Friday, January 15, 2010

Candidate for worst human being in the world: Rush Limbaugh

So incensed am I, I'll let Think Progress explain what happened:

[On Wednesday], hate radio host Rush Limbaugh attempted to attack President Obama for responding to the devastation in Haiti. "This will play right into Obama's hands -- humanitarian, compassionate," Limbaugh argued. "They'll use this to burnish their, shall we say, credibility with the black community — the both the light-skinned and dark-skinned black community in this country. It's made to order for them."

Dear Leader Rush also said the U.S. shouldn't support Haiti, or send any humanitarian relief:

We've already donated to Haiti. It's called the U.S. income tax.

Yes, he's anti-Obama, but he's also deeply racist. Do you really think he would have said the same things had such a natural disaster befallen a predominantly white country?

Steve Benen is right:

While the remarks have generated some criticism, including some pushback from the White House, no one seems especially surprised by Limbaugh's callousness. Limbaugh spews bile on a daily basis, and is richly rewarded. This is just who he is.

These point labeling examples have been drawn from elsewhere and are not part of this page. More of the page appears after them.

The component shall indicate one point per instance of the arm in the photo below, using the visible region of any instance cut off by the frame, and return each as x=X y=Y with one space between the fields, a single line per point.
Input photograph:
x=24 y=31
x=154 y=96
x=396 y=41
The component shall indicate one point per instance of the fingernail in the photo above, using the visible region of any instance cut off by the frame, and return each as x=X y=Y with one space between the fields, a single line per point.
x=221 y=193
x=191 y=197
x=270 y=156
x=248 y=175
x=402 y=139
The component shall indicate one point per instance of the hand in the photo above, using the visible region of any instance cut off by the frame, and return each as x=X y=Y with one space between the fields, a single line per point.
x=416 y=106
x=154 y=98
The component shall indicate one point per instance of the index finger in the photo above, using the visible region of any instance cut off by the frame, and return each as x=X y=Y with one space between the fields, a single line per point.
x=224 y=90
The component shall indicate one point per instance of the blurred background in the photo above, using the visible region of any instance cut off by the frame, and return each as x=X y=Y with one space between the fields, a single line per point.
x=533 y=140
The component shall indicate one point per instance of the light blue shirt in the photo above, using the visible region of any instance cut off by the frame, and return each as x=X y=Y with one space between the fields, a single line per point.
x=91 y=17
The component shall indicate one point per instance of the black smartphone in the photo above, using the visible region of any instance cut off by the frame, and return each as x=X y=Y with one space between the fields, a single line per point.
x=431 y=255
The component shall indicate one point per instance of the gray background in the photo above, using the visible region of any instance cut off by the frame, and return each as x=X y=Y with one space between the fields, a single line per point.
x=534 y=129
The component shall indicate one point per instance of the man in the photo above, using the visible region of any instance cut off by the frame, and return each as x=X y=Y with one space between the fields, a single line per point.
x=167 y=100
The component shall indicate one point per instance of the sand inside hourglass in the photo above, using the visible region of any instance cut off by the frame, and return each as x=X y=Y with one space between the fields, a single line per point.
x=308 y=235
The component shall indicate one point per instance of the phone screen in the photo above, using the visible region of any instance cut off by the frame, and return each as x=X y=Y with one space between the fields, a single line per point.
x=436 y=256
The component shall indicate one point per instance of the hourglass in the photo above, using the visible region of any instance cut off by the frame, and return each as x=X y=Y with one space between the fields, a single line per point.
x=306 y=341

But Kevin Drum asked the same question I always ponder every time the right-wing, drug-addled radio host crosses the decency line: "I wonder what it takes to get the conservative movement to disown this guy?"

I wonder the same thing, but it simply never happens. On the other side of the ideological divide, when a Democratic lawmaker works with or appears at Netroots Nation, there's ample criticism from the right about Dems associating with "liberal extremists."

And yet, no matter how loathsome a figure Limbaugh becomes, top Republican officials not only reach out to the right-wing talk-show host, but effectively treat him as the de facto head of their political party. Indeed, in the rare instances in which a Republican actually offers subtle disapproval of Limbaugh, they invariably apologize to him and kiss his proverbial ring.

The GOP effectively lets Rush Limbaugh call the shots, and when he says disgusting things, Republicans don't dare disagree with their boss.

And so Rush gets away with being... what?... what's the right word for him? Let's just say that, like Pat Robertson, on whom we focused yesterday, he's a leading candidate for Worst Human Being in the World.

He was that already, of course, but he significantly bolstered his candidacy with these comments. Even some conservatives pushed back:

-- Joe Scarborough: "The insensitivity is stunning, the words are deplorable... [It's] indefensible."

-- Pat Buchanan: "They're deeply insensitive, no doubt about it. I think the President of the U.S. speaks for the country when he stands up there... I think Rush's comments were cynical."

No, they were far worse than cynical, but they did, once more, expose Rush -- along with his supporters and admirers, and what he stands for -- in all his naked inhumanity.